With Paracelsus (b. 1493 d. 1541) a somewhat new phase of the science of chemistry appeared. By pointing out the value of chemistry as an adjunct to medicine, he caused a number of persons to turn their attention to the subject, and to endeavor to ascertain the properties of various compounds. Thus he helped to withdraw men from the pursuit of alchemy, by asserting that the knowledge of the composition of bodies, which had necessarily been forwarded by alchemy, was of importance to the human race, for the better prevention and curing of their ills. In the way of discovery or research, Paracelsus did little. He mentions zinc and bismuth, and associates them with metallic bodies, and he makes considerable use of several compounds of mercury, and of sal ammoniac.
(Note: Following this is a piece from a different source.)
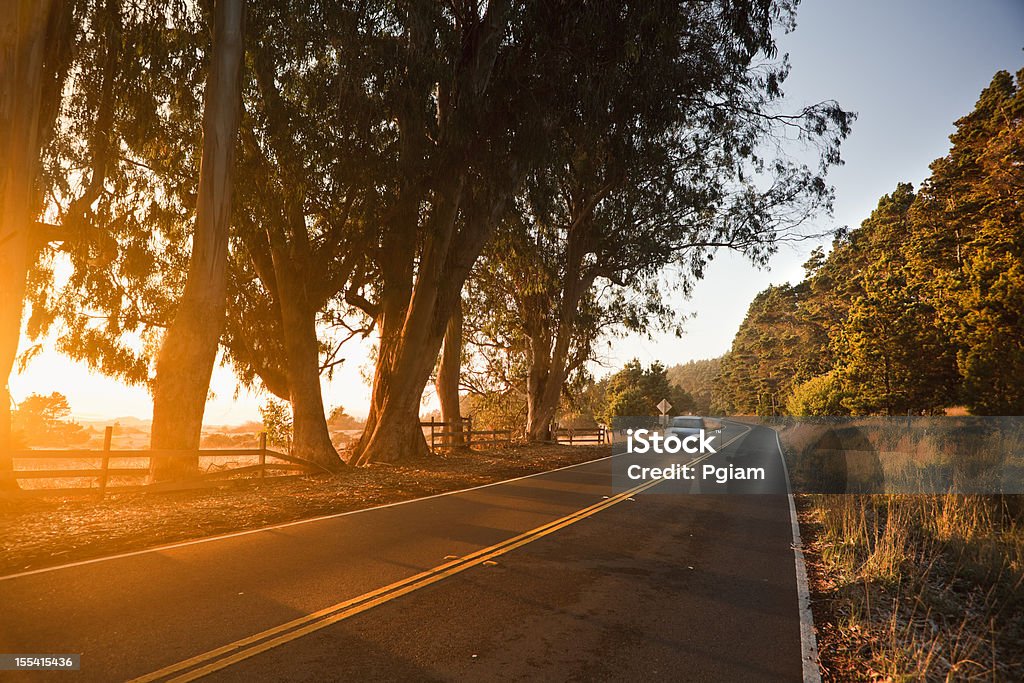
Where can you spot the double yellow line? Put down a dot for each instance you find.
(220, 657)
(226, 655)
Paracelsus compares the alchemist of his day with the physician, and speaks of the former in the following terms: - For they are not given to idleness, nor go in a proud habit, or plush and velvet garments, often showing their rings upon their ringers, or wearing swords with silver hilts by their sides, or fine and gay gloves upon their hands, but diligently follow their labors, sweating whole days and nights by their furnaces. They do not spend their time abroad for recreation, but take delight in their laboratory. They wear leather garments with a pouch, and an apron herewith they wipe their hands. They put their fingers among coals, into clay, and filth, not into gold rings. They are sooty and black like smiths and colliers, and do not pride themselves upon clean and beautiful faces.”

Among the Paracelsians we find Oswald Crollius, who mentions chloride of silver under the long-retained name of luna cornea, or horn-silver, from its peculiar horny appearance and texture after fusion. He was also acquainted with fulminating gold.

The name of Andrew Libavius (died 1616) deserves mention, because he sought to free chemistry from the mazes of alchemy and mysticism in which it was involved. In this he to some extent succeeded: and he appears also to have been a patient worker in the field of the science which he did so much to promote. He discovered the per chloride of tin, which is even now called fuming liquor of Libavius; he also proved that the acid (sulfuric acid) procured by distilling alum and sulfate of iron, is the same as that prepared by burning sulphur with saltpeter Libavius was great at the making of artificial gems, and was able to imitate almost any precious stone by coloring glass with various metallic oxides.